En el viejo periodismo madrileño había una sección fija bajo el título Crónica de Tribunales, que solía ser llevada por un redactor, no necesariamente experto en cuestiones forenses. La vida de la justicia ha sido casi soñolienta y he llegado a pensar que se la representa con una venda en los ojos, no por considerar que fuese ciega, sino para disimular que suele estar dormida. De vez en cuando resonaba el rataplán de un caso curioso que reclama la atención general y allí acudían, no sólo los titulares de aquella sección, sino, en ocasiones, plumas de alto copete que trasladaban al gran público lo que en las altas y frías salas se debatía.
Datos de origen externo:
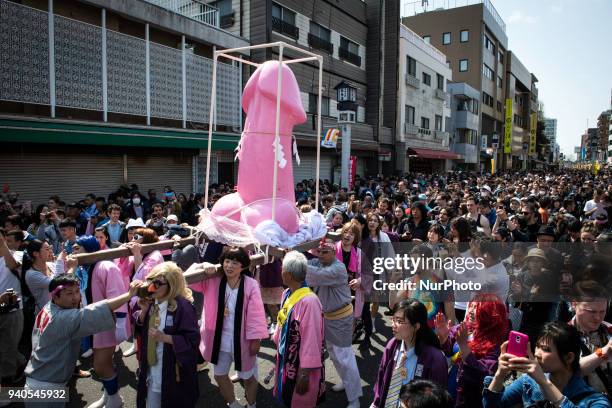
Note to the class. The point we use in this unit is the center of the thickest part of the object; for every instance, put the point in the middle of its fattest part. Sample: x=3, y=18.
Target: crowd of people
x=543, y=239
Hubo abogados de fama que concitaban a un público numeroso para degustar sus apasionadas intervenciones; severos fiscales que argumentaban la defensa de la sociedad con oratoria grandilocuente entre la ocasional expectación de los ciudadanos.

La Justicia -con mayúsculas- era sabedora de la importancia de las formas y sus representantes cuidaban con esmero la espectacularidad requerida: negras togas, camisa blanca, corbata de luto, pasamanería en las bocamangas y ojo avizor para que nadie sacase los pies del tiesto. Nada de comentarios, rumores ni fotografías, lo que dio trabajo a los pintores y dibujantes que procuraban captar con el carboncillo las escenas culminantes del proceso. Actualmente, un juicio donde no acuda la televisión es algo que no se toma muy en serio. Una de las cosas que secretamente complacía a los presidentes era tocar la campanilla y amenazar con desalojar la sala. Los reos se sentaban en el banquillo, que era, justamente eso, un incómodo banco de madera, reluciente por el contacto con tanta posadera incriminada.

En los juicios de instancia superior aparecían tres o cinco magistrados, uno de los cuales, por lo menos, echaba una plácida siesta durante los alegatos de la defensa o del ministerio fiscal. Daba lo mismo, porque la mayor parte de las sentencias estaba prefigurada o respondía al criterio del ponente, que no solía encontrar oposición por el tácito convenio de encontrar correspondencia en trámites similares. "Hoy por ti, mañana por mí", debería campear en el frontispicio de los palacios de justicia.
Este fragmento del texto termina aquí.